Roberts' target is Disneyland, the city's largest employer. He proposes taxing Disneyland to help pay the $100 million it'll cost to fix worn-out buildings in which he says children of the theme park's low-wage workers are educated.

Unlike many Greens and even Democrats, Roberts has money and organized support. Running against conservatives—two incumbents and three other challengers fighting for two open seats—he says he'll spend $5,000 from his savings. It's a midrange sum in this election, in which Anaheim restaurateur Frank G. Cozza Jr. claims the biggest war chest, $8,600.

More important, Roberts has won endorsements from an Anaheim homeowners association and two unions. When they endorsed Roberts, the Orange County Central Labor Council and Local 681 of the Hotel Employees Restaurant Employees union (HERE) picked a third-party candidate for the first time in their histories. Labor officials said his party affiliation was irrelevant. “He hit the right chords. He talked about reform, ending corporate welfare and accountability in the educational system,” said John F. Earl, assistant to the president of Local 681, which boasts more than 5,000 mostly Chicano members. “He got a better response than most candidates that come before the members.”

It's possible that the maids and busboys of HERE already knew something of Roberts. Since 1997, Roberts has worked to end police brutality and improve living conditions in Anaheim's impoverished Jeffrey-Lynne neighborhood. Neighborhood activist Art Castillo said he initially was wary of the blond-haired, blue-eyed Roberts. But Roberts quickly proved himself through painstaking research into police-brutality cases and planning issues. Castillo said the research forced City Hall to take Jeffrey-Lynne's residents seriously. “He showed us he cared for the neighborhood by standing with us at scenes of police brutality. He risked himself for us,” Castillo said.

In his campaign, Roberts points to Disney's nearly insatiable demand for low-wage workers. When it opens early next year, Disney's $1.4 billion California Adventure theme park and the businesses that serve it may employ more than 14,000 workers, most of them in low-paying jobs. District staff say they expect the high school population to grow by 800 students per year for the next three years. It'll level off after that—to a whopping 500 additional students per year.

Disneyland says Roberts is wrong. Spokesman Ray Gomez said the park employs just 7 percent of Anaheim's workers, and that two-thirds of that figure is seasonal employment of people not supporting families.

Roberts says that's a cop-out —that Disneyland is the engine of Anaheim's economy and is the prime beneficiary of hundreds of millions in public redevelopment dollars. “Disney receives so much in corporate welfare,” Roberts said. “It's about time they gave back.”
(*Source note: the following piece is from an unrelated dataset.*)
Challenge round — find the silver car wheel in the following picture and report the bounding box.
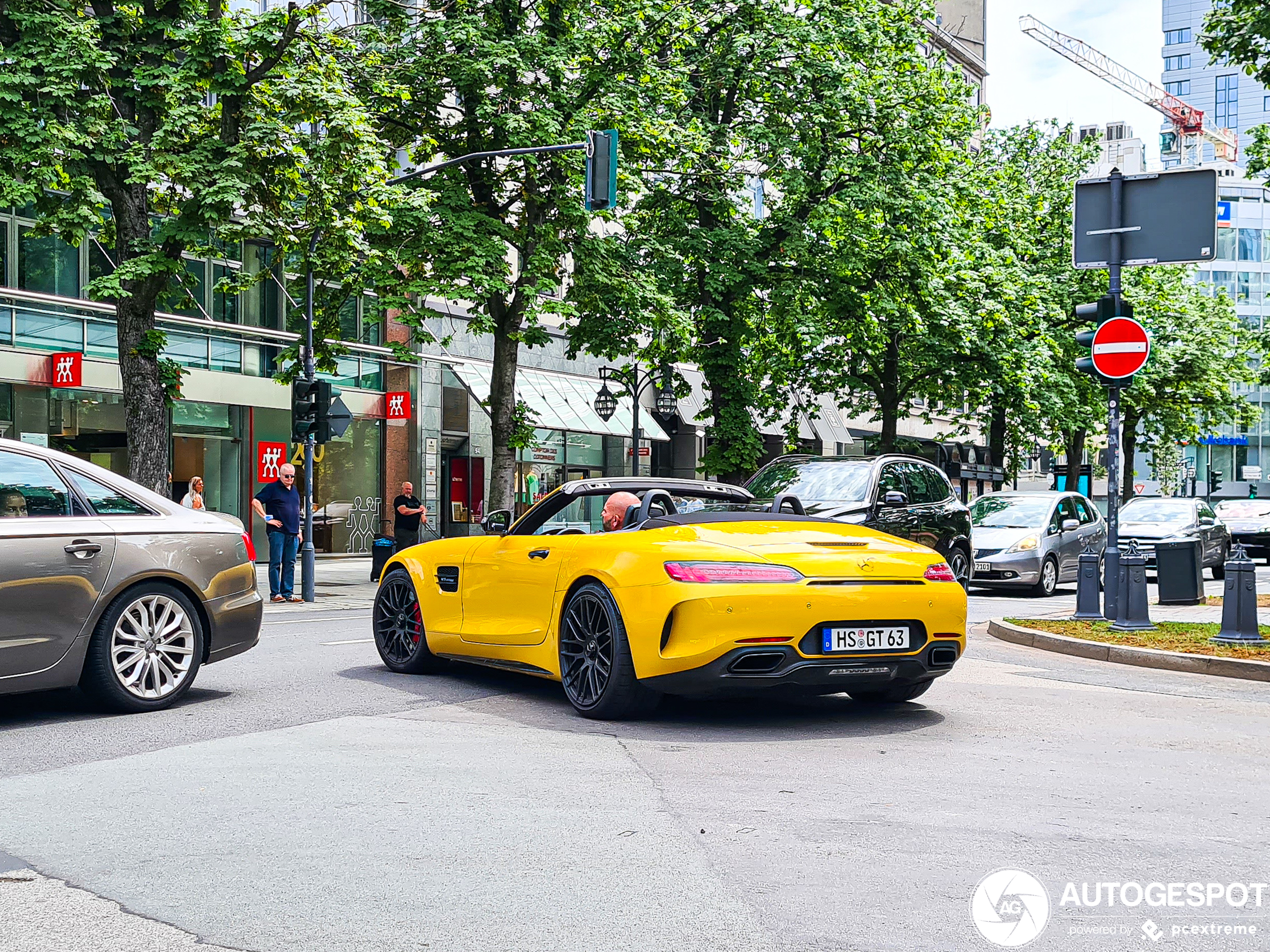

Even if he wins, Roberts knows he'll be on a board in a city in which no public official makes demands of Disneyland. So he'll go straight to the people, he says, with a ballot initiative to tax tourism, a move he figures could raise up to $50 million per year. But that could get him into trouble. Always willing to capitulate to the Mouse, Anaheim officials signed off on a 1996 contract with the theme park in which they bound the city to reimburse Disney if voters should elect to tax admissions at the company's parks. Roberts is unapologetic: “Somebody needs to stand up to these developers.”